Pour sa part, Sanofi fait valoir que la production des immunoglobulines équines utilisées comme antivenin est un procédé complexe exigeant un cycle particulièrement long, de l’ordre de deux ans.
 
"Nous continuons de rechercher un partenaire à qui transférer la technologie", explique Alain Bernal.
 
"Mais il existe peu de laboratoires intéressés, compte tenu des conditions de marché, marquées par l’existence d’autres fabricants auprès desquels nos anciens clients sont allés s’approvisionner, ce qui a conduit à la chute de la demande pour notre produit et à notre décision de réorienter nos capacités vers la production de sérums anti-rabique, un autre médicament essentiel."

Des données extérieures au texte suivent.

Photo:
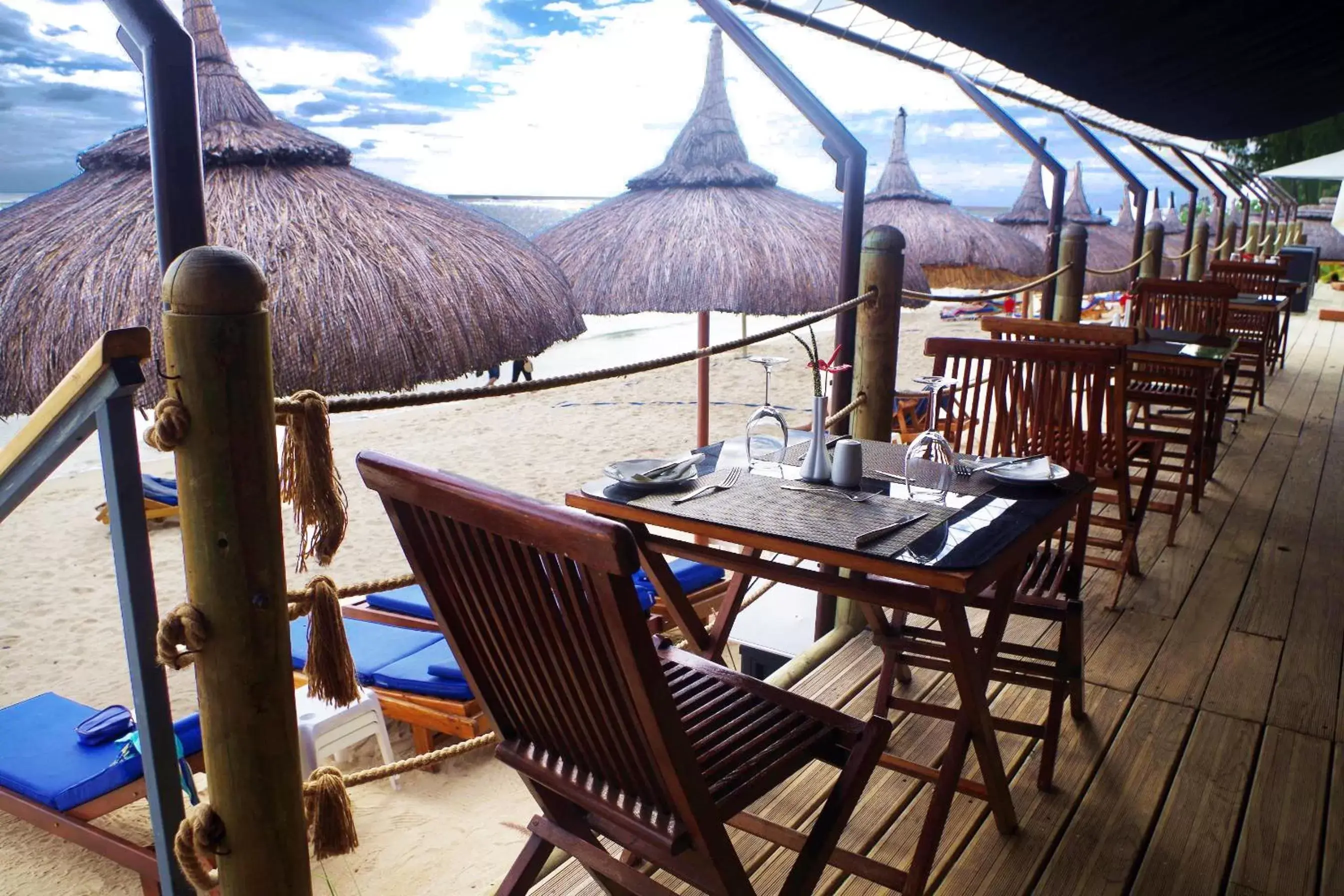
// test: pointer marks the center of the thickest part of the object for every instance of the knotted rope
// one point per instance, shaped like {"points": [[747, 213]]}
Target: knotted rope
{"points": [[200, 834], [1122, 270], [331, 822], [310, 480], [1183, 256], [930, 298], [171, 425], [182, 634]]}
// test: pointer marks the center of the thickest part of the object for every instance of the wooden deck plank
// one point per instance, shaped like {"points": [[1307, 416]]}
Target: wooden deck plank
{"points": [[1244, 678], [1282, 834], [1266, 604], [1190, 850], [1105, 838], [1008, 866], [1332, 859], [1307, 690]]}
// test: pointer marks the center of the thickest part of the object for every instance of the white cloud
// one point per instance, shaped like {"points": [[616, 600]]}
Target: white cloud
{"points": [[448, 40]]}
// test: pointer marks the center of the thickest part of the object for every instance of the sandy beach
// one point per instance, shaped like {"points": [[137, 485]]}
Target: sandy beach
{"points": [[452, 832]]}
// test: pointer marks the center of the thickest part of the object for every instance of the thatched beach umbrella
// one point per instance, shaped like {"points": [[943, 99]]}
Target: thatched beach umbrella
{"points": [[374, 285], [706, 230], [1030, 218], [1108, 248], [946, 245]]}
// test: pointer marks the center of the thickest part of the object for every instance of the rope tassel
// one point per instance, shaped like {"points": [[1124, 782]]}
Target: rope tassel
{"points": [[330, 668], [331, 822], [310, 480]]}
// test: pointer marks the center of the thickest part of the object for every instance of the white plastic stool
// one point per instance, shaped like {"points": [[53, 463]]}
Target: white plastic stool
{"points": [[324, 730]]}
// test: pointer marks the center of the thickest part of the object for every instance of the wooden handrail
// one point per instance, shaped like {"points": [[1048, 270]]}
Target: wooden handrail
{"points": [[132, 342]]}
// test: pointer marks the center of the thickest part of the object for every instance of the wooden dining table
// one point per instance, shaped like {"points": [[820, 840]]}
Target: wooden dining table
{"points": [[970, 546]]}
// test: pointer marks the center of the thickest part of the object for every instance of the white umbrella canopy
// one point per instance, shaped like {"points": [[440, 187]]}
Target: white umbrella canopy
{"points": [[1328, 167]]}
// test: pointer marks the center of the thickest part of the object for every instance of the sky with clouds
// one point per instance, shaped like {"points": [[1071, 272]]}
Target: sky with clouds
{"points": [[518, 97]]}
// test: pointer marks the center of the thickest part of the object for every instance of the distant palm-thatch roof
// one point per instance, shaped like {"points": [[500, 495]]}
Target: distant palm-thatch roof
{"points": [[1319, 232], [950, 246], [1106, 249], [706, 230], [1171, 218], [374, 285]]}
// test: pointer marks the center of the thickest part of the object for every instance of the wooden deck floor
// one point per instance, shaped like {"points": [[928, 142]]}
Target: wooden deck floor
{"points": [[1212, 758]]}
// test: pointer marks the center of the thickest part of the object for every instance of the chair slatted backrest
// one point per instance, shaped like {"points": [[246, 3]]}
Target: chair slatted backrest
{"points": [[1253, 278], [1030, 398], [1061, 334], [540, 609], [1186, 306]]}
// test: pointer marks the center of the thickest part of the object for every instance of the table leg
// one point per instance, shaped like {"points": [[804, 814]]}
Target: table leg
{"points": [[729, 606]]}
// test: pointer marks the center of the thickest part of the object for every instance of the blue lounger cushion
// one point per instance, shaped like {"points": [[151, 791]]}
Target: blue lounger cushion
{"points": [[409, 601], [160, 488], [372, 645], [691, 576], [40, 756], [413, 675]]}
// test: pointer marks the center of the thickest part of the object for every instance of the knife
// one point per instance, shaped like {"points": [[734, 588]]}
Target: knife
{"points": [[868, 538]]}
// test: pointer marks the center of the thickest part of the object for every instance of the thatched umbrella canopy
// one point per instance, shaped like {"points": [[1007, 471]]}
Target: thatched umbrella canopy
{"points": [[1108, 248], [706, 230], [1030, 218], [952, 248], [1319, 232], [374, 285], [1171, 218]]}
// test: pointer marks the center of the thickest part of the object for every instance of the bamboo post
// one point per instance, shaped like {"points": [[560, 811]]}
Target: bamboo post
{"points": [[880, 268], [1195, 269], [702, 382], [1252, 238], [1229, 241], [217, 335], [1073, 258], [1154, 240]]}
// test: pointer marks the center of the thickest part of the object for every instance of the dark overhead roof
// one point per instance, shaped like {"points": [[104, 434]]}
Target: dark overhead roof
{"points": [[1206, 69]]}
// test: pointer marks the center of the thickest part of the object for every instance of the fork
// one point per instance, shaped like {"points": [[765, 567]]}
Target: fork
{"points": [[730, 478], [858, 498]]}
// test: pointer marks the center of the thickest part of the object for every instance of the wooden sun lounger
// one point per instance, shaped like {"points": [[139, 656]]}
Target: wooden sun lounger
{"points": [[74, 825]]}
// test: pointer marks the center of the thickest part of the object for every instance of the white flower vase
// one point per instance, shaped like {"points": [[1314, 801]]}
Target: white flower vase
{"points": [[816, 464]]}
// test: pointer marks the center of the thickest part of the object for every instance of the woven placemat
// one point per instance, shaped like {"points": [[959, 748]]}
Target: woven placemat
{"points": [[760, 504], [884, 460]]}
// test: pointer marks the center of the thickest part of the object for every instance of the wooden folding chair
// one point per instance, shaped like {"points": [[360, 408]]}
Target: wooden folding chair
{"points": [[1122, 448], [1257, 332], [1175, 402], [654, 748], [1026, 398]]}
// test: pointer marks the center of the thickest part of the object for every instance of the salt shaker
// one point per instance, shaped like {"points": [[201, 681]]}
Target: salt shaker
{"points": [[847, 466]]}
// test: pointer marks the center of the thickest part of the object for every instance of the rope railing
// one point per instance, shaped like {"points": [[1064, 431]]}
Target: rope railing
{"points": [[347, 404], [1183, 256], [1102, 272], [984, 298]]}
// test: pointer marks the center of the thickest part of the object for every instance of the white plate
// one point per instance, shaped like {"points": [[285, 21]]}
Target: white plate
{"points": [[624, 470], [1032, 474]]}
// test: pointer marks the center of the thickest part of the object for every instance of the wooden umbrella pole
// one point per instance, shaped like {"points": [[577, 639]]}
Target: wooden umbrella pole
{"points": [[702, 384], [217, 335]]}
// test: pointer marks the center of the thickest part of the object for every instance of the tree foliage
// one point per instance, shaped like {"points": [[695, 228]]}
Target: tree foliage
{"points": [[1286, 147]]}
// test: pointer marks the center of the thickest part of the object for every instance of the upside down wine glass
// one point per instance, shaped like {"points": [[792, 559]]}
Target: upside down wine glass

Pour Manica Balasegaram, la responsabilité de cette situation incombe également aux organismes de santé publique, "qui doivent maintenant s’occuper de ce problème, en intégrant le fait que ces maladies négligées doivent recevoir une certaine attention de la part de la communauté internationale et que nous devons nous assurer, au minimum, que l’approvisionnement, la production, la recherche et le développement de nouveaux outils, qu’il s’agisse de médicaments, de vaccins ou d’antivenins, pour ces maladies négligées, trouvent un financement et fassent l’objet d’un soutien."
 
 
Maladies négligées

 
"Il va de soi que les firmes pharmaceutiques, elles aussi, ont une certaine responsabilité. Elles doivent s’assurer de conserver un portfolio de produits", estime-t-il.
 
Le chercheur souligne par ailleurs le besoin d'entretenir la motivation pour la recherche, la production et le développement de produits, pour ce type de maladies négligées. 
 
"Le système actuel n’est pas très performant et il est temps de penser à le remplacer, pour assurer un approvisionnement à long terme de tels produits", soutient Manica Balasegaram.
 
Sur ce point, Sanofi semble être du même avis: la firme française recommande un suivi des directives de l’OMS sur "la production et le contrôle des immunoglobulines contre les morsures de serpent, afin d’arriver à une harmonisation des normes en matière de qualité et d’efficacité des produits antivenin, quelle que soit leur origine" et de faciliter la mise en place de capacité de production dans les pays confrontés à ce problème de santé publique.
 
Par ailleurs, Manica Balasegaram insiste sur le financement de la recherche-développement, avec un soutien accru des pouvoirs publics.
 
"Il est important de mettre en place des mécanismes de financement en amont, qui se différencient des systèmes actuels de financement où les firmes pharmaceutiques financeraient la recherche et la production et vendraient par la suite les produits à un prix très élevé", explique-t-il.
 
Manica Balasegaram estime en outre qu’il est tout aussi important d’avoir des accords de livraison à long terme avec les firmes, sur le modèle de ceux proposés par le Fonds Mondial, afin qu’elles soient conscientes d’un besoin d’approvisionnement prévisible à long terme.
 
A l’échelle mondiale, on estime qu’il y a environ 100.000 morsures de serpents chaque année, dont 30.000 en Afrique sub-saharienne et un grand nombre de patients préfèrent se rendre chez des guérisseurs traditionnels, pour se faire soigner.
 
Le problème, explique Manica Balasegaram, est que "si les problèmes d’approvisionnement en antivenin se confirment, le public perdra totalement confiance dans les systèmes de santé et aura tendance à se fier davantage aux guérisseurs traditionnels qu’à la médecine conventionnelle, avec tous les risques à la clé."